Tanto el conjunto como Viktoriia Mazur fueron ovacionadas como si de las anfitrionas se tratase

Viktoriia Mazur: CR.
Viktoriia Mazur: CR.

La Copa del Mundo de Guadalajara ha concluido este domingo 4 de junio y una edición más, ha sido todo un éxito. Como era de esperar, Rusia ha sido el país que más veces ha subido al podio tanto en conjuntos (oro en la general y en el ejercicio mixto) como en individual (oro para Polina Khonina y plata para Ekaterina Selezneva en la general y en pelota y oro para Ekaterina Selezneva en cinta y aro). Sin embargo, cuando se trata de medir los decibelios en el Palacio Multiusos, el país ganador ha sido, sin duda, Ucrania. Tanto el conjunto (plata en la general y en el ejercicio mixto y bronce en el de cinco aros) como la gimnasta individual Viktoriia Mazur (bronce en mazas) fueron aclamadas por las gradas como si de gimnastas españolas se tratase. El motivo fue la reivindicación hacia unas notas más justas y el rechazo al presunto ‘favoritismo’ hacia Rusia en todas las competiciones como ya se demostró en los Juegos Olímpicos de Río 2016, donde España se tuvo que conformar con la medalla de plata sin haber cometido ni un solo fallo, cosa que sí que hicieron las rusas en el ejercicio de cinco cintas.

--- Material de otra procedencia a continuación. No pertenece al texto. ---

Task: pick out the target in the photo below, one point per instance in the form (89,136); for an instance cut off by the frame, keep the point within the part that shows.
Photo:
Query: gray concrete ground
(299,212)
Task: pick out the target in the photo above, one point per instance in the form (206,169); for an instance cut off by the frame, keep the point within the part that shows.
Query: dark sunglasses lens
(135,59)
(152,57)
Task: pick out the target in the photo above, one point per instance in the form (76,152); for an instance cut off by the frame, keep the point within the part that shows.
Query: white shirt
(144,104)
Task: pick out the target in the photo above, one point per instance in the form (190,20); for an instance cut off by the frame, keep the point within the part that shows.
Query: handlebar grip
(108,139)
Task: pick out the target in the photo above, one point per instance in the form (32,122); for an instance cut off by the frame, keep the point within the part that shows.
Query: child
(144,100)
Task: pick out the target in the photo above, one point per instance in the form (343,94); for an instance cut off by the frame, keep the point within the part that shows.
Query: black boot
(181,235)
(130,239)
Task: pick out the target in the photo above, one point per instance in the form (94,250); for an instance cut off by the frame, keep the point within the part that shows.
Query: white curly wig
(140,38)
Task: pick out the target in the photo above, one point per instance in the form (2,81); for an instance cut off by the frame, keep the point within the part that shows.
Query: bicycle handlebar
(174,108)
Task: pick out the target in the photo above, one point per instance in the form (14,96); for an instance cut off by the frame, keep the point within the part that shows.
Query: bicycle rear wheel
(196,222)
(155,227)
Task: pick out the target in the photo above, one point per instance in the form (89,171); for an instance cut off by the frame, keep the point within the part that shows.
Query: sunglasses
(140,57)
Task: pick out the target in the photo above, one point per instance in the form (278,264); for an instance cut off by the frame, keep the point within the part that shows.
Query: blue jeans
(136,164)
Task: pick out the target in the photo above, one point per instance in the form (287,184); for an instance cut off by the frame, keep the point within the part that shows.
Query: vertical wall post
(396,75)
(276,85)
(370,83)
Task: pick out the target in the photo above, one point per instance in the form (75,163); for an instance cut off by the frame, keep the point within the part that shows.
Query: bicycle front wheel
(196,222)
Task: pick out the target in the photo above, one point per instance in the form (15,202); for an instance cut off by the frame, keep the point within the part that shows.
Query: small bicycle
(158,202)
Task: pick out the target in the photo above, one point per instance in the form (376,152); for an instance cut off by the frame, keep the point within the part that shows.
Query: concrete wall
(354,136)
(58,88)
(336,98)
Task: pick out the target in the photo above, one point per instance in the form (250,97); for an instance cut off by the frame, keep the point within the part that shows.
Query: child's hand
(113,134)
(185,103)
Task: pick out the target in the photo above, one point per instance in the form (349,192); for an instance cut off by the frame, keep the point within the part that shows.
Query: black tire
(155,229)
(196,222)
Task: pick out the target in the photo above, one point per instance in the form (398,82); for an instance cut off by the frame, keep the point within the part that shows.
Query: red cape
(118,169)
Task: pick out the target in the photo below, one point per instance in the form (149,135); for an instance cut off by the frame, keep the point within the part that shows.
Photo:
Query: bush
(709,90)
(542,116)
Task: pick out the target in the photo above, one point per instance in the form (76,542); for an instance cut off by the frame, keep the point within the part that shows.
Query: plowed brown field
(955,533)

Dicho ‘favoritismo’ también se vio reflejado el sábado en la clasificación general del conjunto, donde el público reclamó para Ucrania la nota que de verdad se merecía. Incluso la periodista deportiva Paloma del Río aclaró en su perfil de Twitter por qué la gente reaccionaba así:

Los aplausos hacia Ucrania en ningún momento significaron un rechazo hacia Rusia. Prueba de ello es que el domingo, la encargada de entregar las medallas fue la campeona olímpica de Río, la rusa Margarita Mamun, la cual se llevó todas las ovaciones posibles del público. Y es que una vez más, los aficionados demostraron que cuando se trata de reivindicar lo que de verdad se merece cada gimnasta, el color de la bandera es lo que menos importa.